Communicating hydrocephalus due to cerebral venous sinus thrombosis treated with ventriculoperitoneal shunt
Author(s) -
Rahul T Chakor,
Sandeep Jakhere,
Bhakti Yeragi Gavai,
NS Santhosh
Publication year - 2012
Publication title -
annals of indian academy of neurology
Language(s) - English
Resource type - Journals
SCImago Journal Rank - 0.427
H-Index - 31
eISSN - 1998-3549
pISSN - 0972-2327
DOI - 10.4103/0972-2327.104350
Subject(s) - medicine , hydrocephalus , shunt (medical) , communicating hydrocephalus , surgery , magnetic resonance imaging , thrombosis , venous thrombosis , lumbar puncture , intracranial pressure , cerebrospinal fluid , anesthesia , radiology
Cerebral venous sinus thrombosis (CVT) is a rare cerebrovascular disease with variable presentation. CVT rarely causes hydrocephalus. Communicating hydrocephalus due to CVT is extremely rare.
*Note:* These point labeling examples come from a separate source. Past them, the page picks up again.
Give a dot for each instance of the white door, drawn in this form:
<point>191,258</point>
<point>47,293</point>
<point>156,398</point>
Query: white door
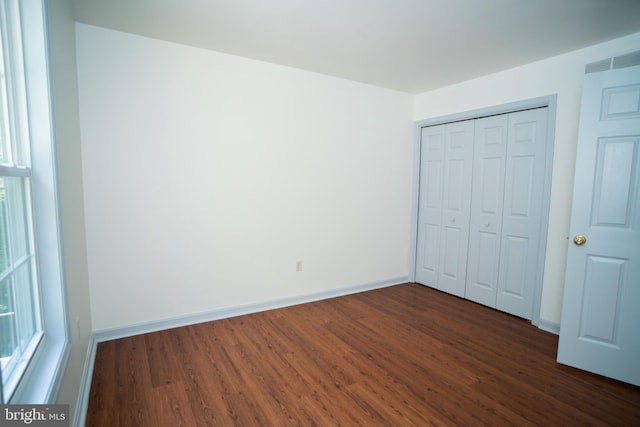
<point>507,210</point>
<point>489,153</point>
<point>445,199</point>
<point>520,254</point>
<point>600,328</point>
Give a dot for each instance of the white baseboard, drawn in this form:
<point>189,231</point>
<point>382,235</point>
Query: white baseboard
<point>82,403</point>
<point>223,313</point>
<point>99,336</point>
<point>552,327</point>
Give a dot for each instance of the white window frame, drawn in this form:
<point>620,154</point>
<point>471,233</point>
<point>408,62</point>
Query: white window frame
<point>41,379</point>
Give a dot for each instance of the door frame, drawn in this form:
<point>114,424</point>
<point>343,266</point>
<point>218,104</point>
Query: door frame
<point>549,102</point>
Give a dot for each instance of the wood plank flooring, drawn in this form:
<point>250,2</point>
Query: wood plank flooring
<point>406,355</point>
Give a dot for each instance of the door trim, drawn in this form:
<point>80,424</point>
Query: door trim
<point>549,102</point>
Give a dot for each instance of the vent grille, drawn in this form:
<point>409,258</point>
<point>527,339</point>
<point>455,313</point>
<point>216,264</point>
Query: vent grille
<point>622,61</point>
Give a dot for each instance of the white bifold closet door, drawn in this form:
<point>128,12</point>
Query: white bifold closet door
<point>506,210</point>
<point>480,208</point>
<point>445,200</point>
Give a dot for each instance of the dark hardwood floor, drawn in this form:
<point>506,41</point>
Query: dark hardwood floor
<point>399,356</point>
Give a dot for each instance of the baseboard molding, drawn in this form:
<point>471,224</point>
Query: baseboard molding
<point>99,336</point>
<point>552,327</point>
<point>82,403</point>
<point>223,313</point>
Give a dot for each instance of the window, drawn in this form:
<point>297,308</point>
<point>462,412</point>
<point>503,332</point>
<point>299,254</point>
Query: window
<point>33,337</point>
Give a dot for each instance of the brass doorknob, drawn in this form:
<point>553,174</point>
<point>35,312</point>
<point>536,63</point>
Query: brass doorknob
<point>579,240</point>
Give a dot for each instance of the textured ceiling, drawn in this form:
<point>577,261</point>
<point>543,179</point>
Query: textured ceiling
<point>407,45</point>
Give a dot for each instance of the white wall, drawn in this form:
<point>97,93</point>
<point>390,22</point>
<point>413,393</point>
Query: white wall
<point>67,139</point>
<point>207,176</point>
<point>561,75</point>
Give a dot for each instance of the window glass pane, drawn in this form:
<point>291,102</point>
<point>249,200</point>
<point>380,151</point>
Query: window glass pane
<point>20,323</point>
<point>5,259</point>
<point>4,122</point>
<point>8,333</point>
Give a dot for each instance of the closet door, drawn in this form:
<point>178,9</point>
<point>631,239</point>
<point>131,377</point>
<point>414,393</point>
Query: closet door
<point>522,213</point>
<point>430,208</point>
<point>445,201</point>
<point>489,155</point>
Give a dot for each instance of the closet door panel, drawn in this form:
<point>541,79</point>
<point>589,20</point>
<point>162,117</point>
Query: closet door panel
<point>522,213</point>
<point>456,207</point>
<point>486,209</point>
<point>432,151</point>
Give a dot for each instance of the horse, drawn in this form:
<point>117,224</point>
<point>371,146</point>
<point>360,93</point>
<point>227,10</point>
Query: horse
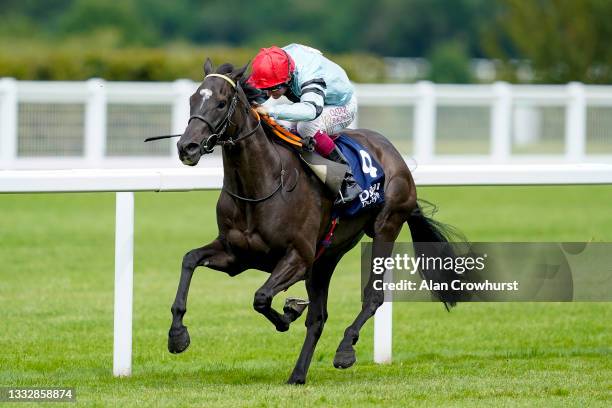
<point>272,212</point>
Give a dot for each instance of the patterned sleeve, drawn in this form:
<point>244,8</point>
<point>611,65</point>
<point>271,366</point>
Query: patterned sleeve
<point>308,108</point>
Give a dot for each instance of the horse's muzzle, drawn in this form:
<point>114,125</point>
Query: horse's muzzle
<point>189,153</point>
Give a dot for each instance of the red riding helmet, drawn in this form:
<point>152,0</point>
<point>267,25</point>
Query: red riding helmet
<point>271,66</point>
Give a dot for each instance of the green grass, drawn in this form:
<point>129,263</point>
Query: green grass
<point>56,298</point>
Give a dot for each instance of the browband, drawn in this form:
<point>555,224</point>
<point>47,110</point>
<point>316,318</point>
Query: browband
<point>228,79</point>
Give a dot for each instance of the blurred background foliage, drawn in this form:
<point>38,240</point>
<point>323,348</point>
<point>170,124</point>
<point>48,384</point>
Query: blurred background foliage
<point>554,41</point>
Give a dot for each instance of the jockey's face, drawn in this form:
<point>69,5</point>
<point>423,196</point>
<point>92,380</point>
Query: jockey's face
<point>276,93</point>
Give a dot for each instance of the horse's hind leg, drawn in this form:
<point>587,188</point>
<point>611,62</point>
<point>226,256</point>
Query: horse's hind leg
<point>317,285</point>
<point>381,247</point>
<point>212,255</point>
<point>290,269</point>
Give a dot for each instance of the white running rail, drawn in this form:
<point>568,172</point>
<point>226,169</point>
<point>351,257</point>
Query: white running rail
<point>126,182</point>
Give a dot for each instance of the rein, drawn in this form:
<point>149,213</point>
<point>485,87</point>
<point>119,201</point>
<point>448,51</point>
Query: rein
<point>220,129</point>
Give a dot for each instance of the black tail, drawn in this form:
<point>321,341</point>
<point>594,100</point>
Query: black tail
<point>431,240</point>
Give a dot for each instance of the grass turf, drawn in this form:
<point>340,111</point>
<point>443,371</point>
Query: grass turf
<point>56,297</point>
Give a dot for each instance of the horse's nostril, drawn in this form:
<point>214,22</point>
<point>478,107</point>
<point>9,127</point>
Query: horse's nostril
<point>192,148</point>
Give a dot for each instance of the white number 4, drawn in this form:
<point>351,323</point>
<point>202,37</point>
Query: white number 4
<point>366,164</point>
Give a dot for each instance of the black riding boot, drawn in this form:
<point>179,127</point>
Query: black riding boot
<point>349,190</point>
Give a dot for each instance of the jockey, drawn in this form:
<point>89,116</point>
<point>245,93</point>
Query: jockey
<point>324,101</point>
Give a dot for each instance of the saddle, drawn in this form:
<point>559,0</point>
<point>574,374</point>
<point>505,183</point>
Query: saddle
<point>366,170</point>
<point>329,172</point>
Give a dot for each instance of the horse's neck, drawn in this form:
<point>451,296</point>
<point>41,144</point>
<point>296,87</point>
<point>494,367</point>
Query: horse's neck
<point>252,167</point>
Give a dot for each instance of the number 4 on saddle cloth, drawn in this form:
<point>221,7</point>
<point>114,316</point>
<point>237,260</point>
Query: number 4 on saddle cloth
<point>366,170</point>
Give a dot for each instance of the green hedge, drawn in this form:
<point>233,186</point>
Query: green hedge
<point>40,62</point>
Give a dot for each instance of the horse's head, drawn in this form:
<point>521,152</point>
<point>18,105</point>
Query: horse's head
<point>213,113</point>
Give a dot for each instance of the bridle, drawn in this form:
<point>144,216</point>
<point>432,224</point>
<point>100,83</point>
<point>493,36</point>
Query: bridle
<point>220,128</point>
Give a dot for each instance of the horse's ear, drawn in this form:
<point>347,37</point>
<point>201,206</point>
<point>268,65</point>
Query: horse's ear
<point>208,67</point>
<point>238,73</point>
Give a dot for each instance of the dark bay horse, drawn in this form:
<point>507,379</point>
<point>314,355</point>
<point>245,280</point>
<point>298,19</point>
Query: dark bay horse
<point>272,212</point>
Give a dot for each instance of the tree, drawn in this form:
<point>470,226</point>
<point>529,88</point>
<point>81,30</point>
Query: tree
<point>564,40</point>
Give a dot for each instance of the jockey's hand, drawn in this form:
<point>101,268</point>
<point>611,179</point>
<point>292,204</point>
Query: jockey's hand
<point>262,110</point>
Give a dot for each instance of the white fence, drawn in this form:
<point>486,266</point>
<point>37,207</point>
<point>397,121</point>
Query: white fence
<point>95,123</point>
<point>125,182</point>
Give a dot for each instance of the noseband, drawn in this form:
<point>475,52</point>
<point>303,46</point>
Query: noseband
<point>219,130</point>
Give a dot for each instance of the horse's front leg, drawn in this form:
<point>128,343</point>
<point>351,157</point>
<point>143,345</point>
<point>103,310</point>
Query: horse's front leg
<point>289,270</point>
<point>213,256</point>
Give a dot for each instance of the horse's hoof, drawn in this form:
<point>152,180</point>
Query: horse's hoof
<point>178,340</point>
<point>294,308</point>
<point>296,380</point>
<point>282,327</point>
<point>344,358</point>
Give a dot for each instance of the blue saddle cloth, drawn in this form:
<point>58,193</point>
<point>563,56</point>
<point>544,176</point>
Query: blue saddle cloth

We describe a patient of CVT presenting with chronic headache and communicating hydrocephalus. The patient was successfully treated with ventriculoperitoneal (VP) shunt. A 40 year old man presented with moderate to severe headache since six months and progressive visual loss since two months. Head Computed tomogram showed mild hydrocephalus without obstruction. Lumbar puncture (LP) demonstrated elevated pressure but was otherwise normal. Magnetic resonance venogram showed extensive CVT. Repeated CSF drainage and thecoperitoneal shunt did not relieve the severe headache hence a VP shunt was placed. Post shunt headache subsided with resolution of hydrocephalus. CVT can present as communicating hydrocephalus. Gradual reduction of intra-ventricular pressure by repeated LPs followed by VP shunt can safely treat hydrocephalus due to CVT.